Le résultat de la votation sur les soins médicaux de base confirme avant tout une chose: les citoyens veulent avoir de bons médecins de famille – ce qui est planifié, c’est le contraire

La votation sur l’Arrêté fédéral concernant les soins médicaux de base soulève – une fois de plus – des questions politico-démocratiques fondamentales. Les informations directement accessibles, c’est-à-dire soumises aux citoyens ne disent pas ce qui est réellement prévu avec cet article constitutionnel. En lisant les explications de la brochure officielle, le citoyen, déjà sceptique suite aux expériences faites antérieurement, a pu, dans le meilleur des cas, reconnaître entre les lignes que quelque chose clochait dans ces informations. La réalité est qu’uniquement l’analyse soigneuse des documents stratégiques de fond (publiés en partie par l’OFSP mais également les Messages du Conseil fédéral concernant diverses lois en élaboration ainsi que d’autres textes) permet de reconnaître ce qui est réellement prévu de faire sur la base de cet article constitutionnel.
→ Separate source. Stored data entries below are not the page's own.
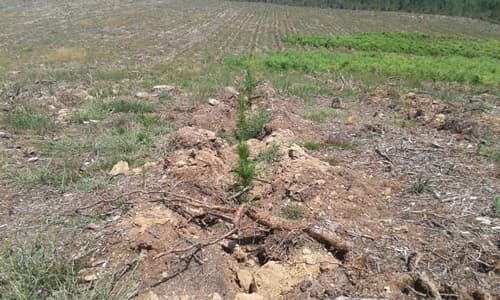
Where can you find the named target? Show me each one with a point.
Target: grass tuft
(23, 119)
(421, 186)
(36, 269)
(292, 212)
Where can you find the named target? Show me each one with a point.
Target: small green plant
(268, 156)
(248, 127)
(496, 205)
(249, 84)
(421, 186)
(245, 170)
(312, 146)
(26, 118)
(230, 139)
(332, 161)
(292, 212)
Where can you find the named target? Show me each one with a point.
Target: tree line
(484, 9)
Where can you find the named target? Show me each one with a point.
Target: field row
(87, 36)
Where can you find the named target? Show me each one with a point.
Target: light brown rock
(245, 279)
(243, 296)
(120, 168)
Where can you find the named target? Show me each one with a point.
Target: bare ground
(172, 231)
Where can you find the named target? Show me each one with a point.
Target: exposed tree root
(334, 243)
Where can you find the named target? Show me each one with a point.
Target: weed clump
(245, 169)
(25, 118)
(421, 186)
(292, 212)
(34, 269)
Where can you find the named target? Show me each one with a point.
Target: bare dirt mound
(304, 229)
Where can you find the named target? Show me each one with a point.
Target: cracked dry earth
(175, 232)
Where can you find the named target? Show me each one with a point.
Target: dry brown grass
(67, 54)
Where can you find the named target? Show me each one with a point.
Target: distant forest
(484, 9)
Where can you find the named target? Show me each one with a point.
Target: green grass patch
(36, 269)
(481, 70)
(90, 111)
(320, 115)
(409, 43)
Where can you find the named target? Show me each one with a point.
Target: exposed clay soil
(401, 245)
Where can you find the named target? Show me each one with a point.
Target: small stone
(180, 164)
(143, 95)
(149, 165)
(484, 220)
(325, 267)
(137, 171)
(213, 102)
(438, 120)
(148, 296)
(90, 277)
(305, 285)
(230, 92)
(243, 296)
(92, 226)
(216, 296)
(239, 254)
(245, 279)
(120, 168)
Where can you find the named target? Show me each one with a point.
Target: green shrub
(292, 212)
(245, 170)
(268, 156)
(421, 186)
(409, 43)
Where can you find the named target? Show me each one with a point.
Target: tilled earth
(399, 190)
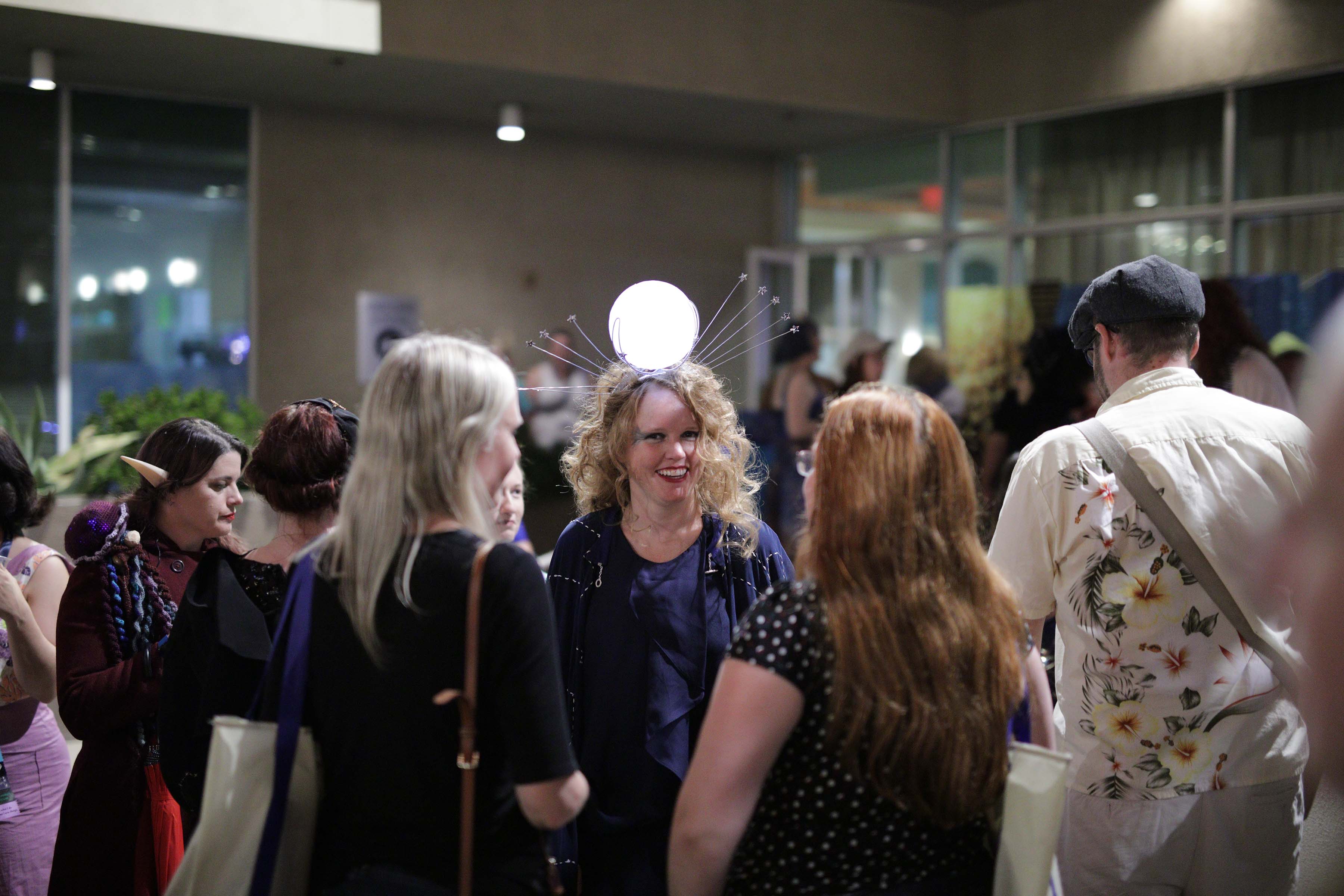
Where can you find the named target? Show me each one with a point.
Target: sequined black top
(264, 585)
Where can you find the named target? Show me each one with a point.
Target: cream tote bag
(259, 812)
(240, 774)
(1034, 811)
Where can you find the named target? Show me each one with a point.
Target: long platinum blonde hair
(429, 411)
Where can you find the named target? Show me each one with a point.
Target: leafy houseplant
(62, 472)
(144, 413)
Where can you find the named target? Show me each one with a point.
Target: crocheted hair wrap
(96, 531)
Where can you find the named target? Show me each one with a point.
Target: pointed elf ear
(152, 473)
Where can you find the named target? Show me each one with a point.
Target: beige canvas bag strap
(1155, 505)
(467, 755)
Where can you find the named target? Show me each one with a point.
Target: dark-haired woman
(799, 397)
(1233, 355)
(134, 562)
(217, 653)
(35, 757)
(858, 737)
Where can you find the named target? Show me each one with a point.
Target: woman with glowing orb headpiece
(650, 584)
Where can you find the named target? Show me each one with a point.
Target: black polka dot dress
(818, 829)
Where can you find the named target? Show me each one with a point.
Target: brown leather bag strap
(467, 755)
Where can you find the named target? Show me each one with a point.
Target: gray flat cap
(1144, 291)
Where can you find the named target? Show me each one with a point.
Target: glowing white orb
(654, 326)
(88, 288)
(182, 272)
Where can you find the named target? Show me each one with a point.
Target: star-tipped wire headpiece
(654, 327)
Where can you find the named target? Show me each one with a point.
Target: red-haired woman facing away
(858, 737)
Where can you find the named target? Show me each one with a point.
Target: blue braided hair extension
(143, 621)
(116, 600)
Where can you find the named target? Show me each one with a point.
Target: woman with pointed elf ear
(648, 586)
(221, 638)
(134, 563)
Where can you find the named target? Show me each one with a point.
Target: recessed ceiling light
(511, 123)
(44, 70)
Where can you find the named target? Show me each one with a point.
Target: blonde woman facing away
(858, 735)
(648, 588)
(436, 441)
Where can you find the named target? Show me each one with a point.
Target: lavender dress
(38, 765)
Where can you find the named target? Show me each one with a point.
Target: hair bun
(99, 526)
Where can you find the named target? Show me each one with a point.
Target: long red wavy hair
(928, 637)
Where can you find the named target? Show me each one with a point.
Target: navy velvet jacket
(577, 567)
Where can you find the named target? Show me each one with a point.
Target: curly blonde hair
(596, 467)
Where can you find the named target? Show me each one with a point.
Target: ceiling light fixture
(44, 73)
(911, 343)
(511, 123)
(138, 279)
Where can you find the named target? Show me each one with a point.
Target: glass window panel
(979, 184)
(986, 320)
(1291, 271)
(1164, 155)
(1291, 139)
(27, 256)
(159, 248)
(865, 193)
(1061, 267)
(904, 307)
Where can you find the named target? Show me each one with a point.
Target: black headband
(346, 421)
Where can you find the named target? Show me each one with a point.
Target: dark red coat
(101, 702)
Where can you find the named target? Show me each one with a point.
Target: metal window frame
(65, 285)
(1225, 214)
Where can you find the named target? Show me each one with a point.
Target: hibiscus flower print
(1186, 755)
(1148, 600)
(1126, 727)
(1175, 662)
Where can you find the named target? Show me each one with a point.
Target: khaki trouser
(1222, 843)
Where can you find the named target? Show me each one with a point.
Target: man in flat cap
(1187, 750)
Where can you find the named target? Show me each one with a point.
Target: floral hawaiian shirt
(1159, 696)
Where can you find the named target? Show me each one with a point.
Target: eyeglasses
(806, 461)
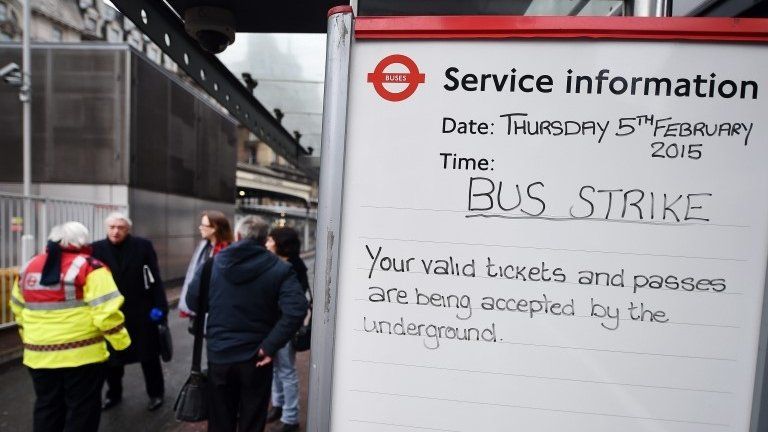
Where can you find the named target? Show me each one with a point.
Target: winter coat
(66, 324)
(139, 299)
(255, 302)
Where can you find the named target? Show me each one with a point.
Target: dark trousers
(153, 379)
(68, 399)
(238, 396)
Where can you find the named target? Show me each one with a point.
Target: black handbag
(303, 338)
(192, 402)
(166, 342)
(301, 341)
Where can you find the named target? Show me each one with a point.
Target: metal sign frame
(342, 28)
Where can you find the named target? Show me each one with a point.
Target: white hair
(118, 216)
(69, 234)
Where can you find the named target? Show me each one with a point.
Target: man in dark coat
(133, 263)
(255, 305)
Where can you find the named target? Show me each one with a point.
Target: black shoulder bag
(301, 340)
(192, 402)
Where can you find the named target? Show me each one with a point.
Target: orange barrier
(7, 275)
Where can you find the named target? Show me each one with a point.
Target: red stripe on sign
(500, 27)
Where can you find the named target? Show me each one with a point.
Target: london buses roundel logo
(383, 82)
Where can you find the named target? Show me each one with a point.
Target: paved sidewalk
(17, 396)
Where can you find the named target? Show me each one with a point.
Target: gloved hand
(156, 315)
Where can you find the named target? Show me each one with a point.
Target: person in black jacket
(133, 263)
(255, 305)
(284, 242)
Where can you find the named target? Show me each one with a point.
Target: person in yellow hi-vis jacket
(67, 307)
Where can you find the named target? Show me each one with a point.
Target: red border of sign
(499, 27)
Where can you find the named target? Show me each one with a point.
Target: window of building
(114, 35)
(56, 35)
(90, 23)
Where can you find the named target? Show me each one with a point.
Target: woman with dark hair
(217, 234)
(284, 242)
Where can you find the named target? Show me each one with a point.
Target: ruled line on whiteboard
(403, 426)
(550, 284)
(497, 404)
(523, 315)
(570, 219)
(555, 249)
(552, 218)
(540, 377)
(620, 351)
(563, 347)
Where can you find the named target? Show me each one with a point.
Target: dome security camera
(212, 27)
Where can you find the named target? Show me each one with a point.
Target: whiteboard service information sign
(548, 235)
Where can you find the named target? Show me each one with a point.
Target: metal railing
(46, 213)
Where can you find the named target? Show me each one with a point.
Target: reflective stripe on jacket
(66, 325)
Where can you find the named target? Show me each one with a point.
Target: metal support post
(25, 95)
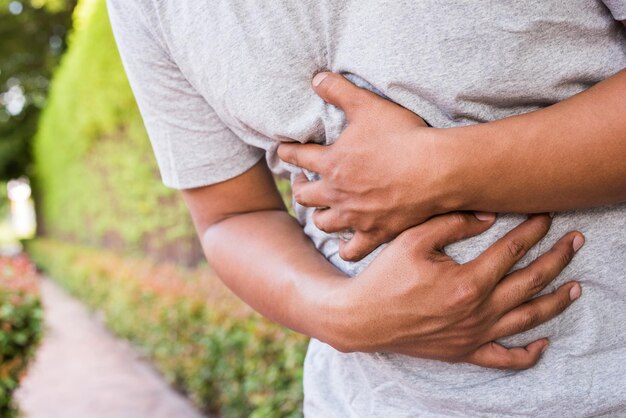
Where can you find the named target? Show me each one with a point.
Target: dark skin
(576, 149)
(412, 299)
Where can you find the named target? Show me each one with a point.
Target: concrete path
(81, 371)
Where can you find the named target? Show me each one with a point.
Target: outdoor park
(109, 310)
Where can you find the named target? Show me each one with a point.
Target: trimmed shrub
(20, 325)
(95, 171)
(206, 342)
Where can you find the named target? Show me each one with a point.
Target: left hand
(383, 175)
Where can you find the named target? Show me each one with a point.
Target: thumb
(443, 230)
(335, 89)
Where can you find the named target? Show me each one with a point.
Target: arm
(395, 305)
(566, 156)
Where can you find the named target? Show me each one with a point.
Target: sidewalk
(81, 370)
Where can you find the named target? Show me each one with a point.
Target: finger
(337, 90)
(308, 156)
(496, 356)
(535, 312)
(328, 220)
(498, 259)
(443, 230)
(309, 193)
(523, 284)
(359, 246)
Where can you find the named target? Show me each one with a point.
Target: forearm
(267, 261)
(566, 156)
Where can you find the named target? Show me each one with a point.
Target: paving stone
(81, 370)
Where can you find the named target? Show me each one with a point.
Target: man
(221, 85)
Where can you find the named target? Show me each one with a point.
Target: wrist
(322, 308)
(452, 156)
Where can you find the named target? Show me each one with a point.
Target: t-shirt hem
(207, 175)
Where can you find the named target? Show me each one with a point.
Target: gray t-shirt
(221, 83)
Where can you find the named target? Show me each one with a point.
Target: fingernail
(319, 77)
(485, 216)
(578, 242)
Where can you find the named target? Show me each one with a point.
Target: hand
(382, 176)
(413, 299)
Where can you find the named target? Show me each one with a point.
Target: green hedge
(20, 325)
(96, 174)
(203, 340)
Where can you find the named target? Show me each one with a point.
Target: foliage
(224, 356)
(20, 324)
(31, 43)
(95, 169)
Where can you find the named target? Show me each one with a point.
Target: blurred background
(81, 199)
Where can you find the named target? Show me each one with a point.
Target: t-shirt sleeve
(192, 145)
(617, 8)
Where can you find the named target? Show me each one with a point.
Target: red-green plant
(20, 325)
(211, 346)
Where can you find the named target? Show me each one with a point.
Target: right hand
(413, 299)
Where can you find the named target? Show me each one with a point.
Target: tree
(32, 40)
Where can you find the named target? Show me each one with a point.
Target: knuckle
(563, 302)
(465, 295)
(457, 220)
(536, 281)
(529, 320)
(349, 253)
(298, 195)
(516, 248)
(564, 258)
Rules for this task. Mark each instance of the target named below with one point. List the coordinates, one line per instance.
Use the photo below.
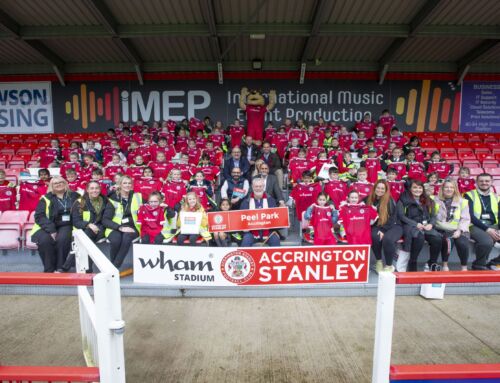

C’est alors seulement qu’on réalise que ce que la grande majorité des partisans de ce projet voulait soutenir – c’est-à-dire des bons soins médicaux par son propre médecin de famille, un meilleur accès aux soins médicaux dispensés par un médecin de famille et davantage de médecins de famille bien formés – n’est justement pas prévu avec cette disposition constitutionnelle. Malheureusement ce n’est pas la première fois que les textes explicatifs officiels concernant des votations sont formulés à la manière d’un texte de relations publiques afin de susciter chez les citoyennes et citoyens un capital de sympathie pour le résultat souhaité.
Le même reproche peut être fait aux médias, notamment aux émetteurs et chaînes de la Radio Télévision Suisse (RTS/SRF) – dont la mission est ancrée dans la Constitution fédérale –, et à l’agence nationale d’information ats/sda. Dans ses lignes directrices, celle-ci stipule que «le service de base garantit aux médias suisses une source d’information indépendante» avec lequel «l’ats remplit également une tâche politique dans la mesure où il [le service de base] contribue à la formation démocratique de l’opinion publique». Les arguments des opposants à cet objet de votation n’ont cependant en réalité jamais été présentés. Pourquoi un journaliste de la sda fait-il une interview de 10 minutes avec une représentante du comité d’opposition en lui promettant la publication de quelques phrases qu’il lui soumettrait auparavant – puis plus aucune réaction? Cela n’a rien à voir avec une presse libre et une libre formation de l’opinion.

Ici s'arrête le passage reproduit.